黒の塔
お久しぶりです。
ほのぼの系でこの話は進めようかと思っていたのですが、ちょっと方向性を変えてみようかなと思います。
ほのぼの系の話も書くと思うので、好きなところを読んでいただければと思います。
よろしくお願いします。
死霊王は冥府の扉に通じる穴の中に大規模魔方陣を組み立てた。
底の見えない巨大な陥没穴の中に一回り小さい魔方陣が現れた。
複雑な紋章からまがまがしい魔力があふれる。
邪悪な魔物たちが叫び死霊たちは演舞する。
魔方陣から赤黒い光が空に向けて解き放たれみるみるうちに巨大な黒い塔が空を突き刺すように伸びていった。
茫漠とした荒野の中にぽっかりとあいた穴の中に突如としてその塔は現れた。
それは漆黒の塔であった。
魔法によって構築されたとはいえ、ほとんどの物理攻撃でも魔法攻撃でもこの塔を傷つけることはできない。
塔は死霊王が滅せられるまで不滅なのである。
塔には東西南北に門があり、穴の中にそびえる黒の塔と外界とを結ぶ4つの橋それぞれとつながっていた。

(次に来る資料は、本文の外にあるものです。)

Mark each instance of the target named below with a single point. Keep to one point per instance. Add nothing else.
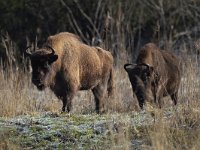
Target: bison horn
(52, 50)
(28, 51)
(144, 64)
(126, 66)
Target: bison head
(41, 62)
(141, 77)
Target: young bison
(156, 74)
(67, 65)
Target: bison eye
(46, 65)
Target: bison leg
(174, 97)
(99, 94)
(67, 99)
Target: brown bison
(66, 65)
(156, 74)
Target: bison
(157, 73)
(67, 65)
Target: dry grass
(180, 131)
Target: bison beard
(67, 65)
(156, 74)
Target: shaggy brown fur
(156, 74)
(74, 66)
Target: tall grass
(18, 96)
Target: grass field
(31, 119)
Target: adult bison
(156, 74)
(66, 65)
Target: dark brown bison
(156, 74)
(66, 65)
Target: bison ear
(129, 67)
(150, 70)
(52, 58)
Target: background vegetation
(121, 27)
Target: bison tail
(111, 83)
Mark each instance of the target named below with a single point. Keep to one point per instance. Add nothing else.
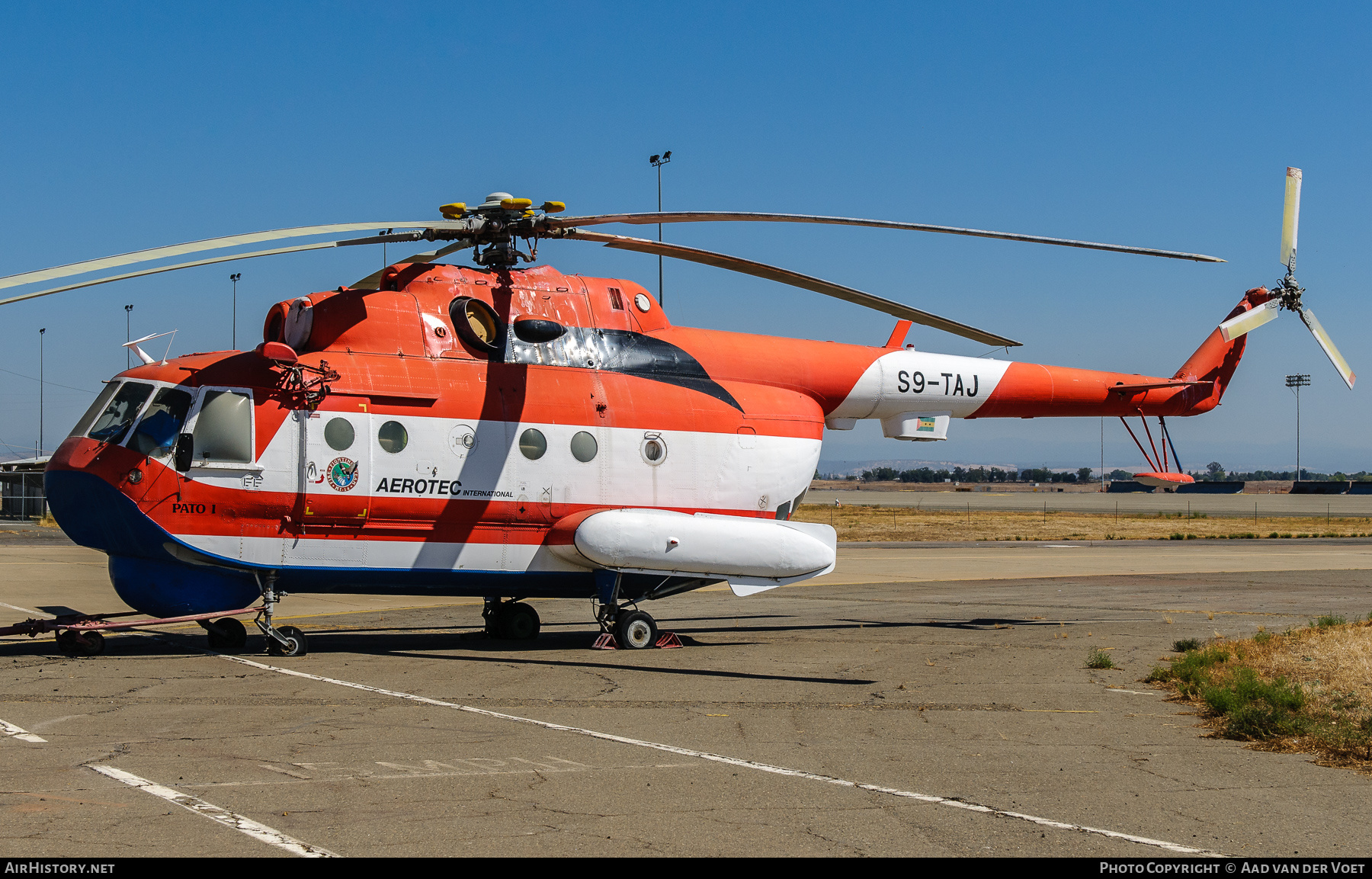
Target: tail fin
(1216, 360)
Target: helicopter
(508, 431)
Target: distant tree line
(1214, 472)
(973, 475)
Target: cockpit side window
(114, 422)
(96, 409)
(224, 427)
(159, 427)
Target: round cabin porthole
(461, 439)
(339, 434)
(393, 436)
(583, 446)
(653, 449)
(476, 322)
(533, 444)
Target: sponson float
(514, 432)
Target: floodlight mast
(233, 343)
(659, 161)
(1296, 383)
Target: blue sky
(1161, 127)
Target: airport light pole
(659, 161)
(235, 277)
(1296, 383)
(40, 391)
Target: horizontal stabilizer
(1152, 386)
(1250, 320)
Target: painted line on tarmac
(223, 816)
(24, 736)
(27, 611)
(737, 762)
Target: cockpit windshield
(114, 422)
(162, 422)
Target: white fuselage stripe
(223, 816)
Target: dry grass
(1308, 690)
(877, 523)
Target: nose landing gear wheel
(231, 635)
(80, 643)
(636, 631)
(294, 646)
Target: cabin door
(336, 468)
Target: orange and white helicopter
(516, 432)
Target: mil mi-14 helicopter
(516, 432)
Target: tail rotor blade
(1327, 345)
(1250, 320)
(1291, 218)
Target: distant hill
(855, 468)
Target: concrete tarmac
(1238, 506)
(919, 701)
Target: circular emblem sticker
(342, 475)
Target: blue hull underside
(159, 575)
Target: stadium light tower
(235, 277)
(659, 161)
(1296, 383)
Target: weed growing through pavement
(1099, 659)
(1308, 690)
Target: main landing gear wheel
(295, 643)
(231, 635)
(636, 631)
(80, 643)
(514, 621)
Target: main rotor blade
(183, 265)
(795, 279)
(641, 220)
(1291, 218)
(207, 245)
(1330, 351)
(1250, 320)
(372, 280)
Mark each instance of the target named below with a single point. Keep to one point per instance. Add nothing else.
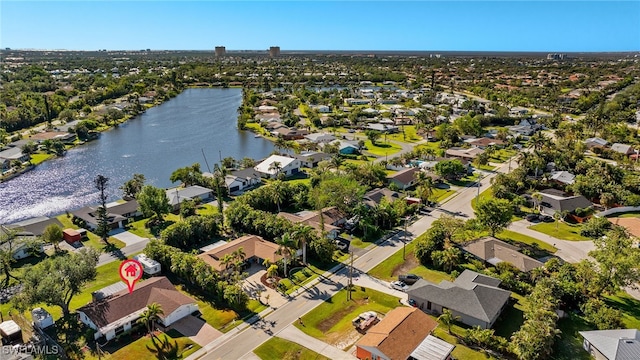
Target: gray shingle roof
(471, 294)
(623, 344)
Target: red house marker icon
(130, 272)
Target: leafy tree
(131, 188)
(450, 169)
(153, 201)
(494, 214)
(101, 213)
(52, 235)
(55, 281)
(618, 261)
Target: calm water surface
(156, 143)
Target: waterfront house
(256, 250)
(240, 180)
(397, 335)
(620, 344)
(274, 165)
(89, 215)
(117, 313)
(475, 298)
(178, 195)
(311, 159)
(494, 251)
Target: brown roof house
(116, 313)
(495, 251)
(475, 298)
(332, 218)
(397, 335)
(254, 247)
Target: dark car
(532, 218)
(409, 279)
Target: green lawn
(331, 320)
(39, 158)
(512, 317)
(139, 349)
(560, 230)
(460, 351)
(94, 240)
(390, 268)
(506, 235)
(381, 148)
(279, 349)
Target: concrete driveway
(196, 329)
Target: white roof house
(277, 164)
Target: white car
(399, 285)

塔は数十回層に分かれており内部は複雑に入り組んでいた。
塔はその最下層で冥府の扉とつながっていた。
冥府の扉はもはや開かれたままになり扉の向こうで死霊王がこれまで蓄えてきた邪なるものたちがうごめいていた。
彼らはようやく地上に出るチャンスを得ることになったのだ。
塔の最上部には黒魔法の儀式用の神殿があった。
かつてここで行われた邪悪な儀式には必ず生贄がささげられた。
様々な種族の血が流され叫び声が響き渡った儀式上もこうして復活したのだった。
黒の塔は新鮮な生き血を欲していた。
生贄の絶望の叫びを欲していた。
絢爛豪華でありながら瘴気が充満し常人ならばその場に居合わせただけで正気を失う死霊王の玉座の間には死霊王とその配下たちが集っていた。

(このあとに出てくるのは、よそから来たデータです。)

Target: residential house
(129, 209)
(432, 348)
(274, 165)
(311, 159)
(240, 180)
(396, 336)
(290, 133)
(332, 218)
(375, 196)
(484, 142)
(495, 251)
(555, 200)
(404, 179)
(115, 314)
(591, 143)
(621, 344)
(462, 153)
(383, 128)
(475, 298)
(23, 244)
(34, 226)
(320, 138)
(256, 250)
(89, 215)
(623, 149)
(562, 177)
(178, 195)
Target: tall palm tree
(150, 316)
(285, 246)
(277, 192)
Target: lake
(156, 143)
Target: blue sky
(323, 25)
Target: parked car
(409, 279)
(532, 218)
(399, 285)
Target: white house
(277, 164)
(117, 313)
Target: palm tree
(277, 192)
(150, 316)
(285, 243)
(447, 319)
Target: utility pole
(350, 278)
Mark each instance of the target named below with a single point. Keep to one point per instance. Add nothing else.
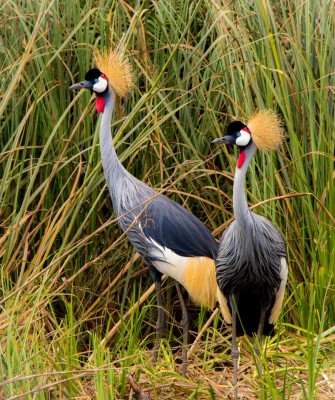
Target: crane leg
(258, 341)
(235, 352)
(185, 323)
(160, 325)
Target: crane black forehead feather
(234, 127)
(92, 74)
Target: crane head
(264, 128)
(95, 81)
(237, 134)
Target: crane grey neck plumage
(125, 190)
(241, 209)
(111, 165)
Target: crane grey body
(251, 267)
(151, 220)
(170, 239)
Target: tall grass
(68, 274)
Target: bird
(251, 266)
(169, 238)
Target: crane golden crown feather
(266, 129)
(118, 71)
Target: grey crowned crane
(251, 267)
(169, 238)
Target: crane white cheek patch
(101, 85)
(244, 139)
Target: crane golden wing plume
(117, 70)
(266, 129)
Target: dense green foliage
(68, 274)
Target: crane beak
(82, 85)
(224, 140)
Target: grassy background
(68, 275)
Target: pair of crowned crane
(246, 274)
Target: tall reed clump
(68, 275)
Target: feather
(117, 70)
(266, 129)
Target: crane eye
(100, 84)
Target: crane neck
(241, 209)
(111, 165)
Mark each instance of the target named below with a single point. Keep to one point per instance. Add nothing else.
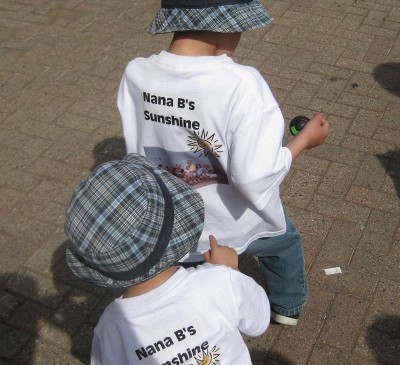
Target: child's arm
(221, 255)
(312, 135)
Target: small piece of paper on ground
(333, 271)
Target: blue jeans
(282, 264)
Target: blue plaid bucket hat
(129, 221)
(223, 16)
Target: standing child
(193, 106)
(129, 223)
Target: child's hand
(221, 255)
(317, 130)
(312, 135)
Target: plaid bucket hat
(129, 221)
(223, 16)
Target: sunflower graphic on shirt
(204, 144)
(208, 357)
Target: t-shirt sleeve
(96, 357)
(258, 161)
(127, 110)
(252, 304)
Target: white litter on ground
(333, 271)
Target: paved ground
(60, 66)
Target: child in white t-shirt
(215, 124)
(129, 223)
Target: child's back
(201, 118)
(197, 314)
(129, 223)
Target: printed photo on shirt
(195, 170)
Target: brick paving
(60, 66)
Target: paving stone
(12, 340)
(337, 180)
(379, 232)
(373, 199)
(8, 303)
(341, 210)
(376, 264)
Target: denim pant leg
(282, 264)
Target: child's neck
(148, 285)
(193, 44)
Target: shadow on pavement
(388, 75)
(391, 160)
(269, 358)
(383, 338)
(108, 150)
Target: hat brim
(231, 18)
(187, 227)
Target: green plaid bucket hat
(223, 16)
(129, 221)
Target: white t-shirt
(216, 125)
(195, 317)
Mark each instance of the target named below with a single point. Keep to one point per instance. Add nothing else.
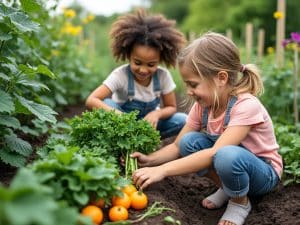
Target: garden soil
(184, 194)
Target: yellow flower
(270, 50)
(278, 15)
(88, 19)
(70, 13)
(68, 28)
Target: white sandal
(236, 213)
(219, 198)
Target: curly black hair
(149, 30)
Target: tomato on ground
(123, 200)
(138, 200)
(118, 213)
(94, 212)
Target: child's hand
(152, 118)
(143, 177)
(143, 160)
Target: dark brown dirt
(184, 194)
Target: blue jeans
(240, 171)
(167, 127)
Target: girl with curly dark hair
(145, 41)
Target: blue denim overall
(167, 127)
(240, 171)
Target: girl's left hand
(152, 118)
(145, 176)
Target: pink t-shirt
(247, 110)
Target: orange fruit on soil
(129, 189)
(118, 213)
(123, 200)
(138, 200)
(94, 212)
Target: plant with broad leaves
(119, 134)
(26, 201)
(19, 87)
(75, 177)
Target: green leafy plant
(76, 178)
(289, 141)
(19, 86)
(27, 202)
(119, 134)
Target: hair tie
(243, 68)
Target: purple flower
(295, 36)
(286, 42)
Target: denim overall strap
(156, 85)
(130, 84)
(232, 100)
(204, 119)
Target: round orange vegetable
(123, 200)
(118, 213)
(138, 200)
(100, 203)
(94, 212)
(129, 189)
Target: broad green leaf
(30, 6)
(4, 77)
(12, 158)
(23, 22)
(32, 83)
(81, 197)
(18, 145)
(6, 102)
(45, 71)
(43, 112)
(34, 208)
(5, 36)
(10, 121)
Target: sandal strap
(236, 213)
(219, 198)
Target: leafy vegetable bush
(19, 86)
(76, 178)
(27, 202)
(119, 134)
(289, 141)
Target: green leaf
(45, 71)
(23, 22)
(10, 121)
(6, 102)
(81, 197)
(18, 145)
(32, 83)
(5, 36)
(43, 112)
(30, 6)
(12, 158)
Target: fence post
(260, 44)
(249, 41)
(280, 30)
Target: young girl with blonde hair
(228, 136)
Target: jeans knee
(225, 158)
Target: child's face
(144, 61)
(197, 88)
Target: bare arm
(168, 109)
(192, 163)
(95, 99)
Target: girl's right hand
(143, 160)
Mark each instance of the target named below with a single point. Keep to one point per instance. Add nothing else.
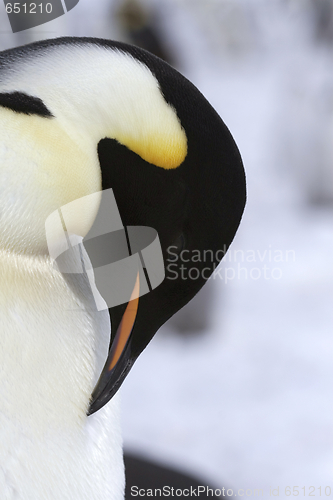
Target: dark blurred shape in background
(141, 26)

王の復活に集まった有象無象の悪霊たちは黒の塔の復活を寿ぎ、次々と橋を渡ってこの悪の城の中へと入っていった。
死霊王は配下の悪霊たちにいくつかの命令を下した。
一つ目はドニアのドワーフ王国の征服だった。
ドニアのドワーフ王国は貨幣偽造事件で貨幣鋳造権を失って以来周辺国との関係が悪化し、国力も著しく低下していた。

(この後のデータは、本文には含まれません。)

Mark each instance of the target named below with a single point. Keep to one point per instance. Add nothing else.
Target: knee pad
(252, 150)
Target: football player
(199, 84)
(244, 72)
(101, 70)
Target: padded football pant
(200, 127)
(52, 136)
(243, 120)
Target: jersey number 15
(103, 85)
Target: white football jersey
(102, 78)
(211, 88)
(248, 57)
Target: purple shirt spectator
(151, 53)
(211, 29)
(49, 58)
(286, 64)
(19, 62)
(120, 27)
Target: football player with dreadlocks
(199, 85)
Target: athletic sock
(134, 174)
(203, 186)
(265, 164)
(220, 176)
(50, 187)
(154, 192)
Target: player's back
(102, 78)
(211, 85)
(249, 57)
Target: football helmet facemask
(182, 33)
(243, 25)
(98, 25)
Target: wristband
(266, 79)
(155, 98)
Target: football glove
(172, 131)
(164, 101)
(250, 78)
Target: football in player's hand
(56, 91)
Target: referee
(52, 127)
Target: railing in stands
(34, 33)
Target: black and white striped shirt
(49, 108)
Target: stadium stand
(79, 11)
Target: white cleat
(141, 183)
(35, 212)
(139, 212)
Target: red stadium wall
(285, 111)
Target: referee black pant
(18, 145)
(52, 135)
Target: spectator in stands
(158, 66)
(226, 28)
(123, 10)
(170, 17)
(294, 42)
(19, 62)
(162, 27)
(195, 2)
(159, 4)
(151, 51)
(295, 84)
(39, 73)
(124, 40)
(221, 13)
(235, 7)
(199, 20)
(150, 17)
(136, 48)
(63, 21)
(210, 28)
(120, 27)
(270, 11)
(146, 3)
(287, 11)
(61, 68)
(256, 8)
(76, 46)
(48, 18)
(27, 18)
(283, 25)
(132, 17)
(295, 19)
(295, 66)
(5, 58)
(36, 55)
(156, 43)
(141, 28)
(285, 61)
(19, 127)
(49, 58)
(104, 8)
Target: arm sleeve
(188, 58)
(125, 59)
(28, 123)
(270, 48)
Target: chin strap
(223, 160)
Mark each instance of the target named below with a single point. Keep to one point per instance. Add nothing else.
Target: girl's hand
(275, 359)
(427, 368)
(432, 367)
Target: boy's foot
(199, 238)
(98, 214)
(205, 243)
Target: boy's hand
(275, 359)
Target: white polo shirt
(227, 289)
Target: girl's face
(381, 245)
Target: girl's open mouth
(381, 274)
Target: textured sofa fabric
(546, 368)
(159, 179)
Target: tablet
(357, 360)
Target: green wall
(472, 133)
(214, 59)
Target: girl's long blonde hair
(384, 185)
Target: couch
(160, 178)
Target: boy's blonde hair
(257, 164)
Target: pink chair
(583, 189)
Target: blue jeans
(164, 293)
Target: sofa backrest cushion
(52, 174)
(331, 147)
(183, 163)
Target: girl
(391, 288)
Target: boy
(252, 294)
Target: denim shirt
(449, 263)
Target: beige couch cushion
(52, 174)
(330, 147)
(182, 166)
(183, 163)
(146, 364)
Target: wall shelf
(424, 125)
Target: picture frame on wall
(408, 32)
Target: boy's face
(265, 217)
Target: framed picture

しかしなお莫大な資源をその国土に保有しており死霊王は手始めにこの哀れなドワーフ王国を滅ぼすことにしたのだった。
第二は奴隷狩りであった。とりわけエルフ族の女子供の奴隷狩りを命じた。
かつて勇者に滅ぼされる以前死霊王の配下には極めて知能の高いオークの軍勢がいた。
オークとはそもそも拷問によって堕落させられたエルフから生まれた存在であった。
死霊王はオークの精鋭軍を再建するつもりであった。
第三は邪悪な魔物を集めることだった。
死霊王は魔物を自由に使役できた。
魔物たちは侵略軍の強力な尖兵として活用されるのだった。
とりわけ邪竜はその強大な破壊力でどの種族からも恐れられていた。
邪竜たちが集められれば彼らはこの黒の塔の周りに巣くうことになるだろう。
死霊王の不在の間にこの世界のあらゆる場所から邪悪な魔物たちは駆逐されかけていたが再び人間族をはじめとする文明を脅かすことになるのだった。
こうして死霊王の復活は世界の行く先に暗雲を垂れこめさせるのだった。